Types of Data
Understanding Types of Data
- Get accustomed to the concept of types of data and their importance in statistical analysis.
- Identify two broad types of data: quantitative and qualitative.
- Recognise quantitative data as numerical data that provides measurable information.
- Understand qualitative data as non-numerical data that provides descriptive information.
Quantitative Data
- Get familiar with two categories of quantitative data: discrete and continuous.
- Understand discrete data as numerical values that can be counted and have a finite number of possibilities.
- Identify continuous data as numerical values that measure characteristics and have an infinite number of possibilities.
Qualitative Data
- Understand two types of qualitative data: nominal and ordinal.
- Identify nominal data as data that can be categorised but not ranked or ordered, like colours or types of fruit.
- Understand ordinal data as data that can be categorised and ordered, like survey responses ranging from very dissatisfied to very satisfied.
Data Collection and Types of Data
- Understand the relationship between data collection techniques and the types of data collected.

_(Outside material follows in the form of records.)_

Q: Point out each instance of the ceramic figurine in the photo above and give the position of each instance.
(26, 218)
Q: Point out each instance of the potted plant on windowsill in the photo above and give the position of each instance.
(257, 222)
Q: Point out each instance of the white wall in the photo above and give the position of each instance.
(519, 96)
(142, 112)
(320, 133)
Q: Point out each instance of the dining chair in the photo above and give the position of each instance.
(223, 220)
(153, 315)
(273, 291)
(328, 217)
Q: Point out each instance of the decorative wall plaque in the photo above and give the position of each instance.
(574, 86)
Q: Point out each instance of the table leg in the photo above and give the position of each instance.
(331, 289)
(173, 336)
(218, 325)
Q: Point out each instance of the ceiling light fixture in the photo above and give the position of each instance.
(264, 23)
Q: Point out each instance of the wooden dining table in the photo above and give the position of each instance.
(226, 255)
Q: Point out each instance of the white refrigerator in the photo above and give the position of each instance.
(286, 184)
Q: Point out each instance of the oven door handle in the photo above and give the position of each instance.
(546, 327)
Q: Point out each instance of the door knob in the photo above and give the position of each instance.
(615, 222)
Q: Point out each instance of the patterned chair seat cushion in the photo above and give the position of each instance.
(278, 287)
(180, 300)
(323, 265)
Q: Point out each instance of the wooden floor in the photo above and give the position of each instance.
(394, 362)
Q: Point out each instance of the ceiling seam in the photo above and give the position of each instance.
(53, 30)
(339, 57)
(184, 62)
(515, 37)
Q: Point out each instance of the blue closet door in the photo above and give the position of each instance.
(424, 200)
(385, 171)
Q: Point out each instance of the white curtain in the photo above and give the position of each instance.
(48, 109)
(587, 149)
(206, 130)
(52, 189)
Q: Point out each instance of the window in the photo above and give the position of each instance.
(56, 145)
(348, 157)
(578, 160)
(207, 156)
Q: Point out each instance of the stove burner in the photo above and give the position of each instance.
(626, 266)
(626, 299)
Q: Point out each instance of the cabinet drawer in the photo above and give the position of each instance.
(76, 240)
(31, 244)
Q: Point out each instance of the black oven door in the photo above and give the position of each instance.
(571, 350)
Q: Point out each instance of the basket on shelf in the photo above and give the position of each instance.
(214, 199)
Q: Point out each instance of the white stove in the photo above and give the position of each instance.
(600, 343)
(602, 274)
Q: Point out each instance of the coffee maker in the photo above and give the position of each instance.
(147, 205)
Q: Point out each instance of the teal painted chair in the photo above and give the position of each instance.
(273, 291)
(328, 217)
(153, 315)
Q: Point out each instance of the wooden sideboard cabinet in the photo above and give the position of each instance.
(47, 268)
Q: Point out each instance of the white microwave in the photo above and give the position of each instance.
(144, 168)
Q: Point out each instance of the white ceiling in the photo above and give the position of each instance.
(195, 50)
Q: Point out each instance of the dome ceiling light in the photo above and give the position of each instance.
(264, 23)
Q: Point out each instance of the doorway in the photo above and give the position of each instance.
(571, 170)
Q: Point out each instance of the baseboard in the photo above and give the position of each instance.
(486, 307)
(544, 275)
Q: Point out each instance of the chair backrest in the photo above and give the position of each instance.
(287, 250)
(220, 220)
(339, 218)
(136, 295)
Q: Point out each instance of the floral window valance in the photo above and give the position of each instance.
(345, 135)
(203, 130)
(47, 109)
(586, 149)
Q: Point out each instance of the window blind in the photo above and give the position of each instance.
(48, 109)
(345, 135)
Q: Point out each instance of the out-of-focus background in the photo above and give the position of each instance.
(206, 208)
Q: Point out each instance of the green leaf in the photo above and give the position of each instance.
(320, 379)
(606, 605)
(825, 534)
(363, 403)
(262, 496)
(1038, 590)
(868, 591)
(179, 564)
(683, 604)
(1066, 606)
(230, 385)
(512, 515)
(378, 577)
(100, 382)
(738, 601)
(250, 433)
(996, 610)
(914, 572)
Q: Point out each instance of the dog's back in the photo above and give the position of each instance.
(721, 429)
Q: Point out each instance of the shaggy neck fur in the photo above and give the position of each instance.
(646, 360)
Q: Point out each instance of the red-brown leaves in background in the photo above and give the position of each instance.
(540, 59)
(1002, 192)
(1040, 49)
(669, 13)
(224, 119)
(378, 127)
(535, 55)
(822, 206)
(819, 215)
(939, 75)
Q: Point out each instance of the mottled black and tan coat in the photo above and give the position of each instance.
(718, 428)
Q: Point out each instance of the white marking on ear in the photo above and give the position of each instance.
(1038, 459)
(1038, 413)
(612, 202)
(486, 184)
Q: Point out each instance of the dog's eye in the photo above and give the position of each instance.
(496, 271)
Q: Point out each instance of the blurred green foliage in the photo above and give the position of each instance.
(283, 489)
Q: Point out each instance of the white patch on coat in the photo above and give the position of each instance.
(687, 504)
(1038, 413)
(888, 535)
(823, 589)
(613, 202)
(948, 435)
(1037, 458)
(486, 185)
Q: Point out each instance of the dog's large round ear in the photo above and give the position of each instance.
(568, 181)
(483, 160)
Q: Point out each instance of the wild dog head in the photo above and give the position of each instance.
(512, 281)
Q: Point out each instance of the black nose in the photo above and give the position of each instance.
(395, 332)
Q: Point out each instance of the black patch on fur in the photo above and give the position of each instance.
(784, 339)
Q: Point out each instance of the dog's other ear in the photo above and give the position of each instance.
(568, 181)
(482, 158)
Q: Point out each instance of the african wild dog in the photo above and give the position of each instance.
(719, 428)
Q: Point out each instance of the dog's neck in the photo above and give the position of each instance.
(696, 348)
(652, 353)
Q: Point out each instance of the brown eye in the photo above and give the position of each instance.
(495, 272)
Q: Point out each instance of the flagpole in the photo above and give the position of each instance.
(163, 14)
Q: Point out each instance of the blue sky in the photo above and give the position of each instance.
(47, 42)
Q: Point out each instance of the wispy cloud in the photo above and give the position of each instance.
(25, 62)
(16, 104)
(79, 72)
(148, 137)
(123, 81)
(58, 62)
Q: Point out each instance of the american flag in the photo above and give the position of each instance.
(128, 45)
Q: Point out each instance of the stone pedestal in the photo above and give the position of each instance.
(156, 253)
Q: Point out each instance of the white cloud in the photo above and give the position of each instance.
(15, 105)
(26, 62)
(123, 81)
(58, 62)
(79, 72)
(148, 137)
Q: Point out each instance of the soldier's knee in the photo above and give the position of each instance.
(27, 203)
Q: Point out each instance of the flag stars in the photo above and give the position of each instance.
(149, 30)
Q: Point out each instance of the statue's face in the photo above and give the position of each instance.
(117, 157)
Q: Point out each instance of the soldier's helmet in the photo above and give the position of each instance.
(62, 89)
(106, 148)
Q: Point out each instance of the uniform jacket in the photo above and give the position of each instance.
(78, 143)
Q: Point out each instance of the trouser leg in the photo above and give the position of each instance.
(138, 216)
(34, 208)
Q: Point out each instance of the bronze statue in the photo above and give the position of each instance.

- Acknowledge that surveys, questionnaires, and interviews may result in both quantitative and qualitative data.
- Recognise that observational studies typically yield qualitative data, while controlled experiments often produce quantitative data.
Data Representation and Types of Data
- Understand the close relationship between types of data and how they’re represented or visualised.
- Recognise that quantitative data can be presented using graphs and charts, including bar graphs, histograms, line graphs, and scatter plots.
- Observe that qualitative data is typically presented using pie charts, bar graphs, or frequency tables.
Data Interpretation and Types of Data
- Understand the importance of correctly interpreting data, taking into account the type of data dealt with.
- Learn that measures of central tendency and dispersion are typically used to interpret quantitative data.
- Understand that qualitative data is typically interpreted using frequencies and percentages.
- Be aware that ordinal data requires careful interpretation because although the data can be ranked, the intervals between categories may not be equal.